NAWEC MD Challenges Critic

By Abdoulie John

The Managing Director of the National Water and Electricity Company (NAWEC) has challenged critics of the Gambia-Senegal energy deal to provide evidence that the deal does not benefit the Gambia.

Baba Fatajo’s reaction comes amid fears that the SENELEC-NAWEC agreement puts the Gambia at a disadvantageous position. The deal – the first of its kind involving the two neighbouring states – was exacerbated by electricity crisis, one of the offshoots of the Gambia’s 22 years of dictatorship that had left parastatals and state institutions hanging on the cliff.

“The deal is good,” Mr. Fatajo told journalists at news conference at the NAWEC headquarters in Kanifing. “We could not get anything better.”

The power supply agreement between Senegal’s electricity company and Gambia’s NAWEC has been the subject of tense online debates, with cyber critics many critics denouncing the ‘lack of transparency’ over the process that led to the signing of the deal. The issue topped the last week’s press conference held by President Adama Barrow and his Senegalese counterpart Macky Sall.

Fatajo said the World Bank, one of the leading Breton Woods institutions, was even surprised about the tariffs NAWEC was able to negotiate with SENELEC. He then reiterated that if it was a bad deal, World Bank would not have taken the decision to fund the project.

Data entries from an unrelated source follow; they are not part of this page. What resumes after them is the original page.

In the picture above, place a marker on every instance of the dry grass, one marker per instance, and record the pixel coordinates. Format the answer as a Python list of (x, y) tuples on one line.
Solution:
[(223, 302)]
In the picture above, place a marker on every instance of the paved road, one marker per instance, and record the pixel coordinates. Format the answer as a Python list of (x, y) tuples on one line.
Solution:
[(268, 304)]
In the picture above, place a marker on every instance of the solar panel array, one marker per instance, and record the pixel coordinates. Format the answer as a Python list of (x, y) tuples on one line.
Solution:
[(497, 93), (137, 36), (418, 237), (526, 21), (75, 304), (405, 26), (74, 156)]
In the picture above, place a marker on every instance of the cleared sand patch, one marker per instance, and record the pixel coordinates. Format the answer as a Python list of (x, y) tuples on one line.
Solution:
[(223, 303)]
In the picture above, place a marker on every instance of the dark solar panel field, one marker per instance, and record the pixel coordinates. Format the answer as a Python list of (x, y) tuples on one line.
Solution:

He disclosed that NAWEC is paying to Senegal 3.5 million dalasis per month. “When we were using diesel and operating for 13 hours (not 24 hours),the fuel cost was around 4.7 million dalasis. I would challenge whoever is saying this is a bad deal to give us any documentary evidence,” he said, emphasizing this does not include other operational costs.

He urged Gambians to put the issue to rest as they don’t have time to be arguing with ‘so-called experts.’

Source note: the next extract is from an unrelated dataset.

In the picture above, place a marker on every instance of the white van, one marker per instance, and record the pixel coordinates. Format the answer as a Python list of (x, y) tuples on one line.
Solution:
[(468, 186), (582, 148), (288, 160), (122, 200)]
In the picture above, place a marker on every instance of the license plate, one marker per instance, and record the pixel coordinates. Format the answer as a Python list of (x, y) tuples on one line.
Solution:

NAWEC chief also seized the opportunity to shed light on the issue of cross border electrification, noting that it is not something new. He cited signing of similar agreement between Ghana, Togo and Benin.

“Morocco and Algeria don’t have diplomatic ties, but are now linked with a power supply agreement,” he stated.

Baba Fatajo advise Gambians to desist from succumbing to “narrow nationalism,” which according to him, “will never take us anywhere. “It is the era of electricity without borders.”